Peter Hope seems to have become the living embodiment of the Def Jux independent as fuck maxim and presently runs the Wrong Revolution label, purveyors of all sorts or noisy oddities, discs, tape cassettes, and whatever the hell else they feel like doing at any given moment. His seemingly frenzied activity somehow presents the impression of some grizzled Beefheartian outsider living in a van by the river and scaring the shit out of anyone foolish enough to be out walking their dog at that time of night, which is almost certainly wrong, but that's nevertheless the impression I've formed and Hot Crow on the Wrong Hand Side does nothing to dispel it.
It begins well with Red C, a sort of Suicide-style grind scored for mains hum and antique drum machine; which runs into Hot Crow which sounds like it began life inside the dashboard of some LA lowrider driven by a bald, angry guy with his beard knotted into a gang sign - or more specifically we go from Alan Vega to a sort of distorted Lench Mob in the blink of an eye, and from thereon the swerves continue in similarly random and dramatic fashion. Oh Death is the next track, roughly a descent into gut-wrenching delta blues for Casio VL-1 played with hammers, and here is revealed the key to Hope's appeal, namely that he has a seriously great voice. I'm not sure about range or the technical stuff, but he really can sing, and as such probably qualifies as one of the few people whose music has ever been spuriously qualified as industrial about which this can be said; or can at least be said if we're working with the assumption that Bowie can sing. That said, any resemblance to Bowie's sausagery is defeated by their being significantly less room for parody. On the other hand, maybe I was thinking of Lux Interior...

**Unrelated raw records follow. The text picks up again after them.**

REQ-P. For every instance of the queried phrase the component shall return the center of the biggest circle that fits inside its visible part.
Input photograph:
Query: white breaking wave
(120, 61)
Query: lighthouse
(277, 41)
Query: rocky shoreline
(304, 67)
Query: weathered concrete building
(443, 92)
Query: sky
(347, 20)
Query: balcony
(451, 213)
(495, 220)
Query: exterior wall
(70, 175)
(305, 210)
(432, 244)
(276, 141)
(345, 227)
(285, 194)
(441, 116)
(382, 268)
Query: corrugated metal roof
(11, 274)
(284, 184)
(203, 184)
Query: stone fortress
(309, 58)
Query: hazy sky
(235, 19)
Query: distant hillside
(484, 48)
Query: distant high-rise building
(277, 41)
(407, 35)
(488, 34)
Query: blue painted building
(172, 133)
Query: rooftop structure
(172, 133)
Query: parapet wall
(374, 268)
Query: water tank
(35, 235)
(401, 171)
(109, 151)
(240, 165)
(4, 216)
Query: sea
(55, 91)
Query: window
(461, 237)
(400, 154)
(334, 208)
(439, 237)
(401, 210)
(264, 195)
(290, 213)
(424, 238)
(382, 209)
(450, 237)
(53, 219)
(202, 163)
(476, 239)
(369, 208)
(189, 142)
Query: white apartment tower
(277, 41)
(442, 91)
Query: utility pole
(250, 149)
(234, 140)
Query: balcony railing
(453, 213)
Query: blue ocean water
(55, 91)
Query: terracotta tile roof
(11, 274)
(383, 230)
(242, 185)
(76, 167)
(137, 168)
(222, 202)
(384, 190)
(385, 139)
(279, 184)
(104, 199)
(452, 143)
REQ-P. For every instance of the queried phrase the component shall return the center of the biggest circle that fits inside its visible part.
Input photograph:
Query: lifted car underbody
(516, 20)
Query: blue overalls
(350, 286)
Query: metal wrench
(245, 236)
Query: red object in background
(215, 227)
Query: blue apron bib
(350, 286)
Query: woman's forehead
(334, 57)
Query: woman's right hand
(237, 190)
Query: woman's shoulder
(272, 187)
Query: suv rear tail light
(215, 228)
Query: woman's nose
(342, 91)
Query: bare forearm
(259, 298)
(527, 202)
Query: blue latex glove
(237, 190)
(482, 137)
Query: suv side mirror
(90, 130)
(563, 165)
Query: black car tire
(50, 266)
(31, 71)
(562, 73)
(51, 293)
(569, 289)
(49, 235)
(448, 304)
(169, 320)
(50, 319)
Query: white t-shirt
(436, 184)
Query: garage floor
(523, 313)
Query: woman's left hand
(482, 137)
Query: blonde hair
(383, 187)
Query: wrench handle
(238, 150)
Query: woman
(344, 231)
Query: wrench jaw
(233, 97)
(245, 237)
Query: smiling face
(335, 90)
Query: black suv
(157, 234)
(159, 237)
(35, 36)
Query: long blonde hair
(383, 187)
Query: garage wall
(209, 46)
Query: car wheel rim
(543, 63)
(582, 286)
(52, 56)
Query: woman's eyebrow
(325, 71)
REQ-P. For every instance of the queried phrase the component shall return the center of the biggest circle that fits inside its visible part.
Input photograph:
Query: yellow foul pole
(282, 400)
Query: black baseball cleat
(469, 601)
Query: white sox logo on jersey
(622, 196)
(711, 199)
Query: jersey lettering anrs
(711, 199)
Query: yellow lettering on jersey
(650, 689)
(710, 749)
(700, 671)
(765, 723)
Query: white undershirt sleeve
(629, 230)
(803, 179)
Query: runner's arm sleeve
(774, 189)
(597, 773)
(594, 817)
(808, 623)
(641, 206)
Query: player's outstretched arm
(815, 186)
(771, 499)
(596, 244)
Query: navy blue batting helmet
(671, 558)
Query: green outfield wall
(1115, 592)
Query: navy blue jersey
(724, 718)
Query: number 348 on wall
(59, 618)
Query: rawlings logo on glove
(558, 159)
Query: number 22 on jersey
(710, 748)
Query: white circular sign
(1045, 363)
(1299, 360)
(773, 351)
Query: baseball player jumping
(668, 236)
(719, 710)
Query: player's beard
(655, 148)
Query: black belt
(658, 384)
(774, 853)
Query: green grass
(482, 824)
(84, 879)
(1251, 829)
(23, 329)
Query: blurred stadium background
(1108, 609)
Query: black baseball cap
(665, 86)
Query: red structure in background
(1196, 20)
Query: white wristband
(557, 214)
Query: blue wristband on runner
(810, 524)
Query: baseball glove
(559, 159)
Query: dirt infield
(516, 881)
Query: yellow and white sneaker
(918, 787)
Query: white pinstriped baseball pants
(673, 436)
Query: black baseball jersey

This is an odd album, and nothing like I anticipated. It sounds quite basic whilst obviously being born from some sort of laptoppy sampley thing, cubase running on a computer cannibalised from reconditioned 1970s Grundig tape recorders springs to mind if that isn't disappearing a bit too far up my own journalistic sphincter; or, it could just as easily have been mastered on cassette, if you prefer, and this isn't invoked as necessarily a bad thing. Unlike certain laptop glitch bores whose names I've thankfully forgotten, this is just enough of a mess to keep it interesting each time you listen, distorted without turning everything into a Ramleh album, and not quite like anything else I've heard for a good few years, a surprisingly funky racket.